Morrison Waite, juge en chef de la Cour suprême, meurt le . C'est au président Cleveland de lui trouver un successeur, mais il doit proposer un candidat susceptible de plaire aux deux grands partis, car le Parti républicain possède une légère majorité au Sénat[33]. Son premier choix est l'ambassadeur au Royaume-Uni Edward John Phelps (en), mais l'influente communauté irlando-américaine ne veut pas de lui, car il est jugé trop anglophile[36]. En outre, il apparaît trop âgé pour occuper le poste de juge en chef (il a 66 ans) et vient du Vermont, alors que la Cour suprême compte déjà dans ses rangs un membre originaire de la Nouvelle-Angleterre[37]. Le sénateur démocrate George Gray (en) est également envisagé, mais sa nomination à la Cour suprême entraînerait la vacance de son siège au Sénat, ce qui n'apparaît pas opportun dans le contexte politique du moment[38]. En fin de compte, Cleveland décide de sélectionner un candidat dans l'Illinois, à la fois pour des raisons politiques et parce que la Cour suprême ne compte aucun représentant du Septième circuit, auquel cet État appartient[38]. Fuller, devenu un proche conseiller du président, lui souffle le nom de John Scholfield (en), un juge de la Cour suprême de l'Illinois, mais Scholfield refuse la proposition, apparemment parce que sa femme ne pourrait pas se faire à la vie à Washington[39]. La candidature de Fuller est suggérée à Cleveland par les amis de l'avocat, qui écrivent de nombreuses lettres au président pour le lui recommander. Il n'a que 55 ans, sa réputation est bonne et ses opinions politiques sont proches de celles de Cleveland[40]. Le sénateur républicain de l'Illinois Shelby Cullom exprime un avis favorable à Fuller, ce qui convainc le président que le Sénat approuvera sa nomination[41]. Fuller l'accepte à contrecœur[42] et sa candidature est officiellement annoncée le [34].
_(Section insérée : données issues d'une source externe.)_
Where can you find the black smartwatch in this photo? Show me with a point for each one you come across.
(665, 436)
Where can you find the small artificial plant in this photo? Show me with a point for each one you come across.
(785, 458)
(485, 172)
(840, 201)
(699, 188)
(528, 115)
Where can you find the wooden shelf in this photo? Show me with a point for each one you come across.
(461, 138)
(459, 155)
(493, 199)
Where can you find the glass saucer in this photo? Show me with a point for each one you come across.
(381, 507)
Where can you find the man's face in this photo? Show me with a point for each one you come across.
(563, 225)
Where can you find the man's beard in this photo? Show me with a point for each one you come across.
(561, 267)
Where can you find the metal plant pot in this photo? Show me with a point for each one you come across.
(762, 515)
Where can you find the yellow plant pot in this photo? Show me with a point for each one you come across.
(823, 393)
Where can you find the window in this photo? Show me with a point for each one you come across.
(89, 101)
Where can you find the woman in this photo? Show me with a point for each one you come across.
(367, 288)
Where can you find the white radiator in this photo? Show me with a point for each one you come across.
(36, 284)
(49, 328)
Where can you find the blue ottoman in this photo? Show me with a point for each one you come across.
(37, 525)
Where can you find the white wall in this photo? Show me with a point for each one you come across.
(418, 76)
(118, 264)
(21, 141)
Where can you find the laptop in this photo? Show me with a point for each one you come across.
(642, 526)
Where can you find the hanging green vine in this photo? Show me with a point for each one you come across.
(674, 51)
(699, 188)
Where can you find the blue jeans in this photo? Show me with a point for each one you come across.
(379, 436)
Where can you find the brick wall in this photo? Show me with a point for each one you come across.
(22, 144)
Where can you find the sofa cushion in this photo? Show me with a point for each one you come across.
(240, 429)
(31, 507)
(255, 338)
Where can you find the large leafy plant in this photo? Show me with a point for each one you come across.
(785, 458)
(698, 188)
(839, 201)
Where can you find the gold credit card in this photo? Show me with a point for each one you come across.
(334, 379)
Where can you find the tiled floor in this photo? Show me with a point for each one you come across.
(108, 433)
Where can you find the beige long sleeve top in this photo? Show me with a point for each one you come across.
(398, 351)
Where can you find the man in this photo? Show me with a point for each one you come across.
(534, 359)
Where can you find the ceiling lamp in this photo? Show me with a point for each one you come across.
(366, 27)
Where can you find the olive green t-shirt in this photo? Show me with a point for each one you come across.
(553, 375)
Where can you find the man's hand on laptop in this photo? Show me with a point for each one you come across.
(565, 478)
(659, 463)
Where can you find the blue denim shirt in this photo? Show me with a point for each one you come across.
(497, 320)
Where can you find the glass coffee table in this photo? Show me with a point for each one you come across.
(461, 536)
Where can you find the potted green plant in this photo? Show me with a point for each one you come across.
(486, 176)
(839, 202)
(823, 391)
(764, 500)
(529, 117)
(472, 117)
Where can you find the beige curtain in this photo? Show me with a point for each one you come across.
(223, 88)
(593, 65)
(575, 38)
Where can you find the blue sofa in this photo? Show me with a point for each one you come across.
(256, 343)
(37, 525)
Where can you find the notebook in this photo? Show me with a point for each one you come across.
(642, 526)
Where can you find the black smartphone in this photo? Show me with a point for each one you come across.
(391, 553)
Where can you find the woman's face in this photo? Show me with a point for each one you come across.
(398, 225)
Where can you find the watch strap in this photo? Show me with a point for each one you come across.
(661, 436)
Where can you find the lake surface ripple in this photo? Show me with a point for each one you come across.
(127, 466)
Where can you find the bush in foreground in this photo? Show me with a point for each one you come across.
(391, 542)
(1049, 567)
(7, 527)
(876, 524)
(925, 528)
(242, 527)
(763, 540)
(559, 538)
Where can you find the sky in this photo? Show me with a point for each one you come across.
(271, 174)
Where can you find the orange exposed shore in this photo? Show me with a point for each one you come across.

Une partie de la presse approuve Fuller sur le plan personnel et professionnel, mais certains journaux lui reprochent son manque de notoriété et d'expérience au niveau fédéral[43]. Sa nomination est présentée devant le Comité judiciaire du Sénat dont le président est George F. Edmunds (en), sénateur républicain du Vermont[44]. Déçu que la nomination ait échappé à son ami Phelps, Edmunds ralentit à dessein les délibérations du comité afin de faire échouer la candidature de Fuller[45]. Les républicains étudient de près le parcours politique de Fuller et se servent de ses déclarations contre la politique d'Abraham Lincoln pour le dépeindre comme un Copperhead (un démocrate du Nord opposé à la guerre de Sécession) dont le comportement aurait été, selon les termes d'un pamphlet, « indigne et antipatriotique[46],[45] ». Sa conduite est défendue par certains républicains de l'Illinois, dont Robert Todd Lincoln, le fils de l'ancien président, aux yeux desquels elle est davantage malavisée que déloyale[45],[47]. Les opposants à Fuller l'accusent de vouloir annuler la décision rendue par la Cour suprême dans l'affaire Juilliard, mais ses partisans déclarent qu'il respectera la jurisprudence[48]. Une enquête est ouverte pour étudier des accusations de fautes professionnelles, mais elle ne débouche sur rien de concret[49]. L'inaction du Comité judiciaire apparaît aux yeux des observateurs comme une tactique de la part d'Edmunds pour retarder la nomination jusqu'à l'élection présidentielle de 1888[50]. Le sénateur Cullom exige qu'un vote prenne place immédiatement, car il redoute que cette situation ne coûte aux républicains l'Illinois dans le scrutin présidentiel[50]. Le comité rend un verdict neutre, ni favorable ni défavorable, le [51].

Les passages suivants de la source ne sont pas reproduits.